In our HPCC laboratory, my student Xiangbo Li and I, have recently developed the meta-GOP, a tool that can provide researchers in Cloud and Distributed computing with realistic workload data. Before explaining the tool, I need to describe our current research project a little bit.

Video content, either in form of on-demand streaming (e.g., YouTube or Netflix) or live-streaming (e.g., Livestream), needs to be converted based on the characteristics of the clients devices. That is, the original video has to be converted to a supported resolution, frame rate, video codec, and network bandwidth of the clients devices. The conversion is termed video transcoding, which is a computationally heavy and time-consuming process. A Video stream consists of several sequences. Each sequence is divided into multiple Group Of Pictures (GOP) with sequence header information at front. GOP is essentially a sequence of frames beginning with an
I (intra) frame, followed by a number of P (predicted) frames or B (be-directional predicted) frames. To transcode a video format to another (e.g., to another spatial resolution), each GOP should be processed independently.

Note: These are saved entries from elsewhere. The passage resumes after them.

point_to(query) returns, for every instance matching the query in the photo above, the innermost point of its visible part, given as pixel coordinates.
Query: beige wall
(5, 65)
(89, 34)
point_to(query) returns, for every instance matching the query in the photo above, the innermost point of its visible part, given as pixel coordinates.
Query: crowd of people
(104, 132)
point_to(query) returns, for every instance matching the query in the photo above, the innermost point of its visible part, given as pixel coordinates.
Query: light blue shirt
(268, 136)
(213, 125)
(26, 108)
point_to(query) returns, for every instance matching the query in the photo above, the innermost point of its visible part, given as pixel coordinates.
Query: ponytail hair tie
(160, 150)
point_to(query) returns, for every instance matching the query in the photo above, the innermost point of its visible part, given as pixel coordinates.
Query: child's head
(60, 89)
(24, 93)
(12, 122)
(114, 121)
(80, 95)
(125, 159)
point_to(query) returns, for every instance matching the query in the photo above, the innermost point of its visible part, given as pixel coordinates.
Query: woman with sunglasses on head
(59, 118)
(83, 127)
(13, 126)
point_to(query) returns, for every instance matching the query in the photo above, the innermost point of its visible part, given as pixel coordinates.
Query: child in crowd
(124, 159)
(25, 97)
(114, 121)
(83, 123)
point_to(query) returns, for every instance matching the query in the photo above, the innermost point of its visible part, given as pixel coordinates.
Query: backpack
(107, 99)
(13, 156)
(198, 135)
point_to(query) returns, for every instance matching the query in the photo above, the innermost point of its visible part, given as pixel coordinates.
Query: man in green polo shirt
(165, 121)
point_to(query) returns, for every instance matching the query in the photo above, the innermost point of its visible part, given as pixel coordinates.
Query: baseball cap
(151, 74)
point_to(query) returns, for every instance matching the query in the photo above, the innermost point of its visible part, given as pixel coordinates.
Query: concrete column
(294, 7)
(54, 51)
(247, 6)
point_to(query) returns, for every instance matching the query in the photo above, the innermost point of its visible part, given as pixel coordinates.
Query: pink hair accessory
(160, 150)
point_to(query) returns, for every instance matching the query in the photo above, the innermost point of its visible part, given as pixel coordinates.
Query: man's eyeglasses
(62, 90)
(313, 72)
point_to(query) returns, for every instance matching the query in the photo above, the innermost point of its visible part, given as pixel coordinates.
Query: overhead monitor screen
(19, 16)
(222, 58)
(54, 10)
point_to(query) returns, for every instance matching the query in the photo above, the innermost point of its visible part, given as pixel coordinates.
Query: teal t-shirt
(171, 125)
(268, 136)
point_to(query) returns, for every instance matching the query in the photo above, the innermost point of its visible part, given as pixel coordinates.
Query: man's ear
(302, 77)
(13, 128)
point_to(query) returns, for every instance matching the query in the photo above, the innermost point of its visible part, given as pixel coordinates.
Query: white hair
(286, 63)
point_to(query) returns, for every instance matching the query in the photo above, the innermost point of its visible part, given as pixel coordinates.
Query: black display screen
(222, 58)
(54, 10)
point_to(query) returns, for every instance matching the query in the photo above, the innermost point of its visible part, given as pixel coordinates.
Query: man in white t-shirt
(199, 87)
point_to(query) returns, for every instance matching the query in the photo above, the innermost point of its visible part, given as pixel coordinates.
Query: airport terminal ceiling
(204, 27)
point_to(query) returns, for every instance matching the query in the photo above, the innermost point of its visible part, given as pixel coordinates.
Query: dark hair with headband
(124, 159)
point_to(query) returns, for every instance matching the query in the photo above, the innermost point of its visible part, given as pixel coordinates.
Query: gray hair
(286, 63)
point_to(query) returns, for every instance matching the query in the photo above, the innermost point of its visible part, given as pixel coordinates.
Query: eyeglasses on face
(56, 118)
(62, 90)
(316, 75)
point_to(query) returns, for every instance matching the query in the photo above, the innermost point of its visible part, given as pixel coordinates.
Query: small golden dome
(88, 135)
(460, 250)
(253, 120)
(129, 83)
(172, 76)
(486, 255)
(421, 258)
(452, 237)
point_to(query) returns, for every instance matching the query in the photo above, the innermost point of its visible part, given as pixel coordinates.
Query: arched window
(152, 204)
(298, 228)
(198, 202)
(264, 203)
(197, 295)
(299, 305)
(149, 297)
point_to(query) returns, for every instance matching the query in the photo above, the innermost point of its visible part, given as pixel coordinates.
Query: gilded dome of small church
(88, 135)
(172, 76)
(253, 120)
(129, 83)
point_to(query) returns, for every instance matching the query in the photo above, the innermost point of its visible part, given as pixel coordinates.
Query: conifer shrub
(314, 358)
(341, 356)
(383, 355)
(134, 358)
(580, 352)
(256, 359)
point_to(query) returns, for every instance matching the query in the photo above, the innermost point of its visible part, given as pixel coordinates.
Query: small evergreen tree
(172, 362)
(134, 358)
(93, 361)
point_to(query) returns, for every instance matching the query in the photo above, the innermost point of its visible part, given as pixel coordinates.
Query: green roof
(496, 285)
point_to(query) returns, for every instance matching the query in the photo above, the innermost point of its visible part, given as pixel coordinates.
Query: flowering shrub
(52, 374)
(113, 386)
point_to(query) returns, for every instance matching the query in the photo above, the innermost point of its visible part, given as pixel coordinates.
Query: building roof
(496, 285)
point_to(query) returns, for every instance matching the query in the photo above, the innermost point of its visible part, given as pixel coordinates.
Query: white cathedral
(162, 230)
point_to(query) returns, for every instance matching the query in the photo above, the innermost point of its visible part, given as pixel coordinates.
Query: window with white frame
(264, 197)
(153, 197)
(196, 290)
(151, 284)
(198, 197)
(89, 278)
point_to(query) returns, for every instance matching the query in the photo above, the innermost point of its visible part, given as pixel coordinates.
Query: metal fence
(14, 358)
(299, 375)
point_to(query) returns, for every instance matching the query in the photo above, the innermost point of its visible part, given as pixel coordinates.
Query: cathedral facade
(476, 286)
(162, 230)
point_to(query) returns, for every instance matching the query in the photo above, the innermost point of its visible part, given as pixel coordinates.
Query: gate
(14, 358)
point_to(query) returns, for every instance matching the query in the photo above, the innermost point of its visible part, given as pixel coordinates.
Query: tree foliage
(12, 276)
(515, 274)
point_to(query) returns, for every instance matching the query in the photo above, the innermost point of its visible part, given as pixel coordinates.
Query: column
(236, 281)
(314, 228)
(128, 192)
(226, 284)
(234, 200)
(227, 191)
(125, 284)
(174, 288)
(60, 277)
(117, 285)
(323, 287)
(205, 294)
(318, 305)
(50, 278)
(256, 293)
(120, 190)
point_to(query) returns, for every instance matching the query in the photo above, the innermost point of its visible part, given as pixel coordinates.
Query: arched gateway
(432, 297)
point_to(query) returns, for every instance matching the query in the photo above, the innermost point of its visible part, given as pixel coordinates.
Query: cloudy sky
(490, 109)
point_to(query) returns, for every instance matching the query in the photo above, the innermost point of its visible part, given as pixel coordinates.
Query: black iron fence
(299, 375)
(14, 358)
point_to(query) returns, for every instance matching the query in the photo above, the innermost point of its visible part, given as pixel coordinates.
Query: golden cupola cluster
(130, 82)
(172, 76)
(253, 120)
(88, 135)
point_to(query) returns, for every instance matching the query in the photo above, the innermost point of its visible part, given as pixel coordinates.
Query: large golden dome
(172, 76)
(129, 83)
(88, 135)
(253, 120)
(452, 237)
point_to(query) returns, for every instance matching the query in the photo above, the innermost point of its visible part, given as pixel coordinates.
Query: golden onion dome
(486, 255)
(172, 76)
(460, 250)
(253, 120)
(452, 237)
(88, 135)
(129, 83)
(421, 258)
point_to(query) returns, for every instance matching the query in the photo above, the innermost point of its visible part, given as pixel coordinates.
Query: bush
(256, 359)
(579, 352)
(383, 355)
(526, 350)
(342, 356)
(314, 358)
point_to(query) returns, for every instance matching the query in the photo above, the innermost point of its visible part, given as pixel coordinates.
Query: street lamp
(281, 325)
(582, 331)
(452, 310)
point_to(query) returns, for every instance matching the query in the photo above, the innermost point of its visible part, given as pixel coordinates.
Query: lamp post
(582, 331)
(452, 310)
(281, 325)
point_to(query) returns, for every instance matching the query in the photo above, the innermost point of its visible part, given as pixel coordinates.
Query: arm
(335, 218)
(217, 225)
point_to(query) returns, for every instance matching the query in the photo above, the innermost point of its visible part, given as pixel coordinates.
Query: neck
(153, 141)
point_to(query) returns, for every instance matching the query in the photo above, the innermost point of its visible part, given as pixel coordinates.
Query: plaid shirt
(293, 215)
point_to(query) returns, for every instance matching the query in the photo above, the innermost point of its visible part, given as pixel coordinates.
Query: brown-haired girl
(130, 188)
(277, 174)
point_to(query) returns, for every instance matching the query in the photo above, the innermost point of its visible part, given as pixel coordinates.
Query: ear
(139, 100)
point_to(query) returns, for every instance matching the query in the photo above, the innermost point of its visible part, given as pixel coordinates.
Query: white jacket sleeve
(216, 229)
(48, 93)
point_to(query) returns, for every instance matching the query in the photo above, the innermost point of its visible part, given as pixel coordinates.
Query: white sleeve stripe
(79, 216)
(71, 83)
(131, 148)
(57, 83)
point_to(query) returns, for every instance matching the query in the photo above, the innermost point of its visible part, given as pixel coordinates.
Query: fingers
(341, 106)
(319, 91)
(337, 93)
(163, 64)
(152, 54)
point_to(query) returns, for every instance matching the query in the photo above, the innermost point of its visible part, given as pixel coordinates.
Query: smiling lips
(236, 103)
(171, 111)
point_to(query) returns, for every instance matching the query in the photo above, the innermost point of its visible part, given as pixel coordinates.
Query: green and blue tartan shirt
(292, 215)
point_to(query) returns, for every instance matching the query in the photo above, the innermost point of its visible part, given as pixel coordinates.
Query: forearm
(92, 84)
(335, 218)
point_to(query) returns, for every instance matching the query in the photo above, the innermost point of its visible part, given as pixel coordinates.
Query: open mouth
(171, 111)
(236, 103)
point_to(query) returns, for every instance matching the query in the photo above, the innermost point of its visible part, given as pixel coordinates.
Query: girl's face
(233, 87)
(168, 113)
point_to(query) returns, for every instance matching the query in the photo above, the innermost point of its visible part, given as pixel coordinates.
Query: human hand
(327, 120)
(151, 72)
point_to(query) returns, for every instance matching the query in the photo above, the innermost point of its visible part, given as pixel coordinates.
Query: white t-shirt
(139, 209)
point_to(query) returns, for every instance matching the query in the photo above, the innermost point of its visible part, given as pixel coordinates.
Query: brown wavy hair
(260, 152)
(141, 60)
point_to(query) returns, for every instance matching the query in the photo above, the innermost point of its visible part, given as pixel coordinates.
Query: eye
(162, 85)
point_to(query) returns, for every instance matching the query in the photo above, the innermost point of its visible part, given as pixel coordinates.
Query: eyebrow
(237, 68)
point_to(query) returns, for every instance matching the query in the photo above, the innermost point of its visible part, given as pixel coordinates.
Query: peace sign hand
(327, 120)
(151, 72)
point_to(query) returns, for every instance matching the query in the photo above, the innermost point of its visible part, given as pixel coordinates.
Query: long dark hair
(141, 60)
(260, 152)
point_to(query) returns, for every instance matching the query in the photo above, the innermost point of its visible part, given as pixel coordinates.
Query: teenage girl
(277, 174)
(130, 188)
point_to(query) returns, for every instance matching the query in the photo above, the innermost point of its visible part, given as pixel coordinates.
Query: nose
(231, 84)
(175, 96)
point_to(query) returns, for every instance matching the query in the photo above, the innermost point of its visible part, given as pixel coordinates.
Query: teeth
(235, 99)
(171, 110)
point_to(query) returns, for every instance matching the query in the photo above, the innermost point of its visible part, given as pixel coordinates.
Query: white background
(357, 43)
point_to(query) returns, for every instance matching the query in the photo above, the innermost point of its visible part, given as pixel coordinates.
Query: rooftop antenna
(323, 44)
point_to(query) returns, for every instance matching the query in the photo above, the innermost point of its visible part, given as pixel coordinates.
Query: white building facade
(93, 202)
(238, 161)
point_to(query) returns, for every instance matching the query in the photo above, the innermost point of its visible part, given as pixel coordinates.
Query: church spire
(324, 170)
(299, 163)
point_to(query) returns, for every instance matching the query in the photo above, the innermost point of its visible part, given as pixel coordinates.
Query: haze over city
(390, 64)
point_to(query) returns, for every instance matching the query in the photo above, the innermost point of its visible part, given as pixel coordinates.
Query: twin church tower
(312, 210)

Our current research is on how to execute video stream transcoding on Cloud virtual Machines (VMs). More specifically, in the HPCC lab at University of Louisiana Lafayette, we are currently researching on how to optimally schedule GOPs on Cloud VMs. We utilize Cloudsim tool to simulate the Cloud infrastructure. However, we needed to generate realistic transcoding processing information to construct our workload. Therefore, we developed a tool that receives video files in any format as input, performs different types of transcoding operations on the videos at the GOP level, and generates GOP execution information. This information can then simply be fed to Cloudsim for simulation.

The workload information generated by meta-GOP can be useful for people researching on video transcoding and those who work on scheduling independent tasks in any type of parallel or distributed system.

Meta-GOP is open-source and can be downloaded from here. Along with the source code, we provide a Jar file that can be simply imported to your Java project. Then, you can invoke a wide range of transcoding operations for a single video file and produce different types of workload. Finally, we provide a stand-alone Jar file that can be run independently. You can download the runnable Jar file from here. More information about how to utilize each of these files are accessible here.

People who use this tool are expected to cite our initial publication that yielded to generating this tool:
“Xiangbo Li, Mohsen Amini Salehi, Magdi Bayoumi, Cloud-Based Video Streaming for Energy- and Compute-Limited Thin Clients, Presented in Stream2015 Workshop at Indiana University, Indianapolis, USA, Oct. 2015.”